Betacantrips/ bits/ vcs overview
This is a work-in-progress about various VCSs and what they do or do not do. Right now this is just a brain dump of some notes.

http://www.lucas-nussbaum.net/blog/?p=239

http://lambdaman.blogspot.com/2007/06/aptitude-development-moves-to-mercurial.html

http://times.usefulinc.com/2007/06/20-bzr

http://www.advogato.org/person/robertc/diary.html?start=70 (Holy what?)

http://en.wikipedia.org/wiki/Comparisonofrevisioncontrolsoftware#_note-0 shows lots of features and stuff; as far as I can tell, git, monotone, mercurial, darcs and bzr are pretty much interchangeable as far as that page goes.

http://www.linuxsymposium.org/2006/viewabstract.php?contentkey=194

http://web.glandium.org/blog/?p=144

http://blog.madduck.net/vcs/2007.07.11_creating-a-git-branch-without-ancestry

http://blog.ianbicking.org/dvcs-mini-roundup.html

http://blog.jozilla.net/archives/2006/3

Some notes from Mozilla people:

  • http://weblogs.mozillazine.org/preed/2007/04/versioncontrolsystemshootou1.html
  • http://wiki.mozilla.org/VersionControlSystem_Requirements
  • http://viper.haque.net/~timeless/vcs.shootout.notes

Questions you can ask of your VCS:

  • Can you have a repository which "includes" another repository?
  • Another (related) question is: if you take the fully-qualified path to a repo, and add the path of a file in that repo, do you get a fully-qualified path to a repo?

    In other words, if your project is at http://svn.example.org/foo and you have a directory called src/, can I do a checkout of http://svn.example.org/foo/src/ ? I think this is true for SVN but it does not appear to be true for darcs.

    In general, distributed version control systems do not appear to have any desire for you to be able to check out only part of a repository. There's "partial checkouts", but I think this means checkouts without full history.
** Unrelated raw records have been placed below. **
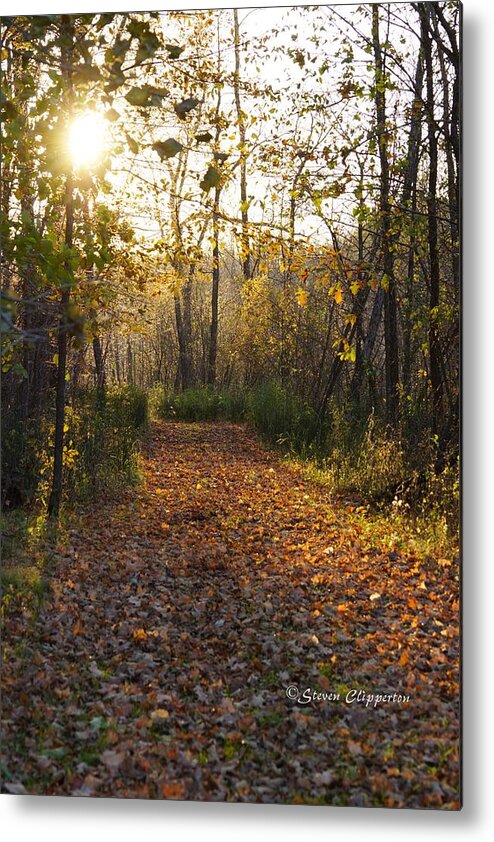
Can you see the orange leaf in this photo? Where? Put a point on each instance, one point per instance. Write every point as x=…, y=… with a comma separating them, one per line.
x=173, y=790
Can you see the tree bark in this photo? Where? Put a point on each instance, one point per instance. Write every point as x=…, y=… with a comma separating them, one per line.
x=390, y=306
x=67, y=38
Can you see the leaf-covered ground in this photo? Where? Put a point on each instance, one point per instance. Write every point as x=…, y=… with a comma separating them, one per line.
x=179, y=615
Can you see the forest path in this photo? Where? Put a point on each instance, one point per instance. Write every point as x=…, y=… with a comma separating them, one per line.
x=179, y=616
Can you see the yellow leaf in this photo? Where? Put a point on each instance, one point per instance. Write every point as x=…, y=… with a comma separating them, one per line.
x=160, y=713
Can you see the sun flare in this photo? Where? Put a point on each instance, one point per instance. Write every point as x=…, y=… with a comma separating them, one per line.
x=87, y=139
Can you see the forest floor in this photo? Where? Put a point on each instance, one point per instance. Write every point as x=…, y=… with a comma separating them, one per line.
x=178, y=616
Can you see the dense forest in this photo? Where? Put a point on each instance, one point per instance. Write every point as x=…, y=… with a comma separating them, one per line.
x=241, y=221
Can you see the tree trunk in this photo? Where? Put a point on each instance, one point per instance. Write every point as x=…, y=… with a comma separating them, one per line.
x=389, y=283
x=67, y=33
x=244, y=212
x=434, y=270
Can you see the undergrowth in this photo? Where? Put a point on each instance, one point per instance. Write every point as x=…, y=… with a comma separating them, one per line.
x=403, y=501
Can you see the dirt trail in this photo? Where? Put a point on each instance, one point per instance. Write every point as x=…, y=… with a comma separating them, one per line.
x=179, y=616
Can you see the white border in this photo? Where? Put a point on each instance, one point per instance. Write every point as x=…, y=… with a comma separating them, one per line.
x=53, y=819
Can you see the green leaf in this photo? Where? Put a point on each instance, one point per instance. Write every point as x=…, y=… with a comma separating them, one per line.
x=183, y=108
x=112, y=115
x=211, y=179
x=138, y=96
x=203, y=137
x=174, y=51
x=133, y=145
x=167, y=148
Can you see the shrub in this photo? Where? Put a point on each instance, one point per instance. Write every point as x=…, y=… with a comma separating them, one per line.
x=103, y=438
x=283, y=419
x=203, y=403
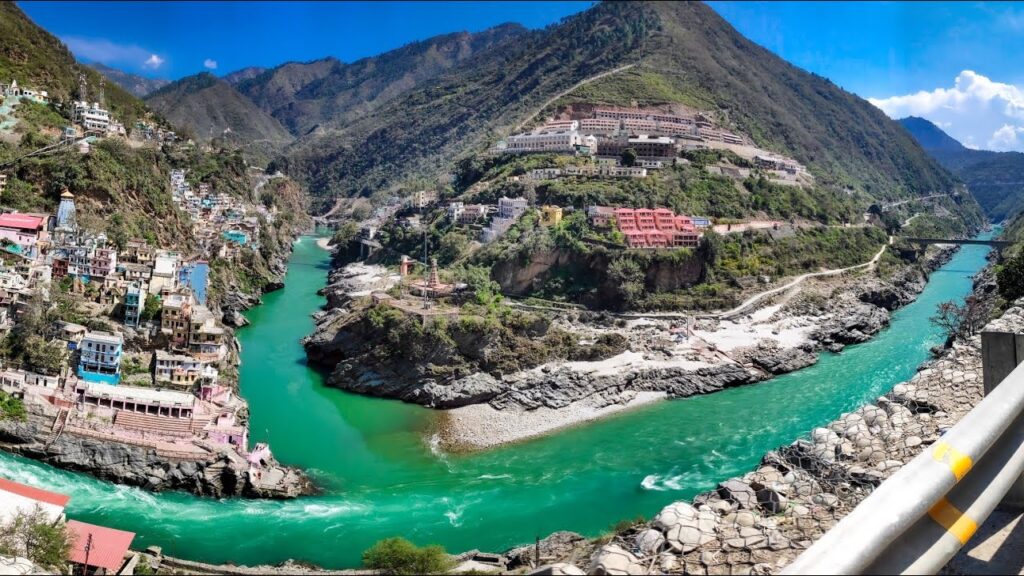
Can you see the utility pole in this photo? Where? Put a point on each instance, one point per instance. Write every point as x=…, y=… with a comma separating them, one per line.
x=88, y=548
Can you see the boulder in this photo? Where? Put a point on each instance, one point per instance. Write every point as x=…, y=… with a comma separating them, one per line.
x=559, y=569
x=649, y=541
x=612, y=560
x=738, y=492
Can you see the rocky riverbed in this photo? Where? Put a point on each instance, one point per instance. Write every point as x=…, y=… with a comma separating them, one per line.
x=665, y=356
x=758, y=523
x=212, y=471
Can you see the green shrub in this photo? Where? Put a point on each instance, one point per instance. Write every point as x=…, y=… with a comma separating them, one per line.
x=11, y=408
x=398, y=556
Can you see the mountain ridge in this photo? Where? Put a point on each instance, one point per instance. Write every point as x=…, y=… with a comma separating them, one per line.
x=995, y=178
x=684, y=53
x=138, y=86
x=210, y=108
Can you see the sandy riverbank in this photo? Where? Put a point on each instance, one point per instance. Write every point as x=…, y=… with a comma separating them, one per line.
x=479, y=425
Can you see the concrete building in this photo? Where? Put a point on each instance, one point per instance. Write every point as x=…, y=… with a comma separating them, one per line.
x=643, y=145
x=174, y=316
x=22, y=233
x=92, y=117
x=17, y=498
x=99, y=358
x=544, y=173
x=165, y=273
x=92, y=260
x=551, y=215
x=182, y=371
x=134, y=302
x=67, y=212
x=606, y=169
x=566, y=141
x=206, y=338
x=511, y=207
x=472, y=212
x=136, y=400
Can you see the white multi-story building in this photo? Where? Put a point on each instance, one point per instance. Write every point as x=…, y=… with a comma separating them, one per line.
x=560, y=140
x=92, y=117
x=511, y=207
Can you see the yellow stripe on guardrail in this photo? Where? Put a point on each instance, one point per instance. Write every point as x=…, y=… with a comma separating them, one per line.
x=955, y=522
x=958, y=462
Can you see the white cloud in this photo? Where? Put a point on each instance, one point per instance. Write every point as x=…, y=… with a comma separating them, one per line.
x=112, y=53
x=1006, y=137
x=153, y=63
x=975, y=110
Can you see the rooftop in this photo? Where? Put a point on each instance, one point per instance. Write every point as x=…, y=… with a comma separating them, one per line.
x=165, y=398
x=99, y=336
x=107, y=545
x=22, y=221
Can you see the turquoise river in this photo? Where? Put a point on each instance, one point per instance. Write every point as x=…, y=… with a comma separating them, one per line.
x=381, y=478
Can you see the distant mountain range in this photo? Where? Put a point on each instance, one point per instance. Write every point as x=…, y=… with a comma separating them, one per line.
x=995, y=178
x=137, y=85
x=351, y=129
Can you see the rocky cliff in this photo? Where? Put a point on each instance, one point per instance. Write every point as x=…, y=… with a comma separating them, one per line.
x=460, y=366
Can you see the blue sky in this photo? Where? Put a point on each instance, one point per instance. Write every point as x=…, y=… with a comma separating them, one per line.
x=176, y=39
x=954, y=64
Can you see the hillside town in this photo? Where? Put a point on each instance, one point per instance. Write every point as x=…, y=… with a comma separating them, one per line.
x=136, y=357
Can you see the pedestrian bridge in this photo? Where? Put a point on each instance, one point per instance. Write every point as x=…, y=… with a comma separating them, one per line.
x=968, y=241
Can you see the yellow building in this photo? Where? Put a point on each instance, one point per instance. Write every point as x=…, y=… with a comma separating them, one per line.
x=550, y=215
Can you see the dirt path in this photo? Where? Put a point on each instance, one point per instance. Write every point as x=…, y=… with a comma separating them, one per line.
x=564, y=92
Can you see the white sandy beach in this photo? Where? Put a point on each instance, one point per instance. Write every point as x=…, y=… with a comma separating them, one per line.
x=479, y=425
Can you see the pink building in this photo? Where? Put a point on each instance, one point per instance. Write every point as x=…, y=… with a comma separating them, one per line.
x=645, y=219
x=626, y=218
x=24, y=231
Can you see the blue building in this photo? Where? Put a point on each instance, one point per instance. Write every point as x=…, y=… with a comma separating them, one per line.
x=99, y=358
x=67, y=212
x=237, y=237
x=134, y=300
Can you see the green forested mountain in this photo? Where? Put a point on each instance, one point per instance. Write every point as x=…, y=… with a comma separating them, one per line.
x=329, y=92
x=37, y=59
x=238, y=76
x=995, y=178
x=133, y=83
x=679, y=52
x=209, y=108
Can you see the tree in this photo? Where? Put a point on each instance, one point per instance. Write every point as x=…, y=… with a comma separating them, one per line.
x=42, y=356
x=960, y=321
x=628, y=277
x=398, y=556
x=629, y=157
x=32, y=535
x=11, y=408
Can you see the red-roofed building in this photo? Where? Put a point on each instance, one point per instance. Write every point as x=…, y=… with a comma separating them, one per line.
x=665, y=218
x=15, y=498
x=98, y=548
x=645, y=219
x=23, y=231
x=626, y=217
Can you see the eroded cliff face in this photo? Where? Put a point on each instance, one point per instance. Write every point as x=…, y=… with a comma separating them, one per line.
x=664, y=273
x=462, y=367
x=219, y=475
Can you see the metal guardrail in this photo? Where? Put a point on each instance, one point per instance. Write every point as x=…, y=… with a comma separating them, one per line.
x=919, y=519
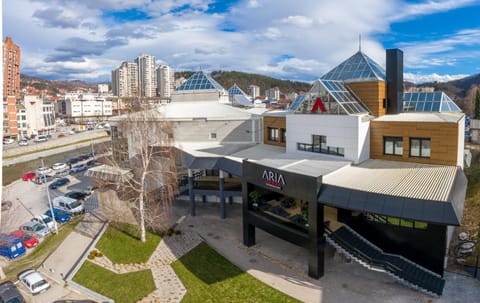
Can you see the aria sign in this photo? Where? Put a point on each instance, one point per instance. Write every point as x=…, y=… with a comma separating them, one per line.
x=273, y=179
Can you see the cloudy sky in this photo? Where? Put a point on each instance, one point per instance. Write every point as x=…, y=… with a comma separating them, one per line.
x=287, y=39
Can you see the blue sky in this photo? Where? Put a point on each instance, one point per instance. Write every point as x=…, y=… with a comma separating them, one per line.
x=296, y=40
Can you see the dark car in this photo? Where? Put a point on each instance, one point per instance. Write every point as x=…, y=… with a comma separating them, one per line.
x=9, y=293
x=60, y=215
x=58, y=183
x=72, y=161
x=77, y=195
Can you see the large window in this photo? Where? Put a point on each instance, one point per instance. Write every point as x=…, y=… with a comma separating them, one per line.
x=393, y=146
x=420, y=147
x=273, y=134
x=319, y=145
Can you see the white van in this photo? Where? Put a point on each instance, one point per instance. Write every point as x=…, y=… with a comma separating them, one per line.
x=69, y=205
x=41, y=138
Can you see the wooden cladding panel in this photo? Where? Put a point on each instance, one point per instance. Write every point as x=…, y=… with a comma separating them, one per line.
x=372, y=94
x=443, y=140
x=274, y=122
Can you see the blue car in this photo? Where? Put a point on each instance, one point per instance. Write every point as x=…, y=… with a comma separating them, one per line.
x=58, y=183
x=60, y=215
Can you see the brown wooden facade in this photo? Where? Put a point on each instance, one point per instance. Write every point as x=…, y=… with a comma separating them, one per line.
x=372, y=95
x=443, y=140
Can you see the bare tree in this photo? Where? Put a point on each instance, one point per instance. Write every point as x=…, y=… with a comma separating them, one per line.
x=143, y=143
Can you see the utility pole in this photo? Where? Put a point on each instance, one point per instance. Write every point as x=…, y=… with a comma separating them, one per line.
x=49, y=200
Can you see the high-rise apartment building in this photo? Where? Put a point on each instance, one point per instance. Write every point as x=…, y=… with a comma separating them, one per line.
x=254, y=91
x=125, y=80
x=147, y=77
x=11, y=68
x=11, y=87
x=165, y=81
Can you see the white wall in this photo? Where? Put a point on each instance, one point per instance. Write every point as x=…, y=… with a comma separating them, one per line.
x=344, y=131
x=461, y=141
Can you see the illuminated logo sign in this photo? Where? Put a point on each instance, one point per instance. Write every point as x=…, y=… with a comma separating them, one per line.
x=318, y=105
x=273, y=179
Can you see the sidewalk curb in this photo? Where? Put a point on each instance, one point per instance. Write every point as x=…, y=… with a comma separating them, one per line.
x=76, y=267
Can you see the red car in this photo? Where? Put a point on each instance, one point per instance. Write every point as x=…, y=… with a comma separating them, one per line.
x=29, y=241
x=30, y=175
    If you don't have this feature, you need to be very careful to align the repository boundaries with the semantic boundaries of each project -- splitting a repo into two repos is generally a pain, so be sure you won't. (What happens if part of a project becomes a library? Do you rewrite the history of the project, or does the library lose its history as part of the project?)

  • How does forking from upstream work?

    Let's say you want to maintain a branch which is "upstream + X" where X is some patch (or a series of patches, whatever). Can you pull patches from upstream and have your branch maintain its "upstream + X" state? (Most DVCSs do this.) What if your patch is accepted upstream, or modified and then accepted? Do you get conflicts?

    Note that I don't know how this "ought" to work. But since this is the most central mode of operation for a DVCS, let's find out what the workflow is.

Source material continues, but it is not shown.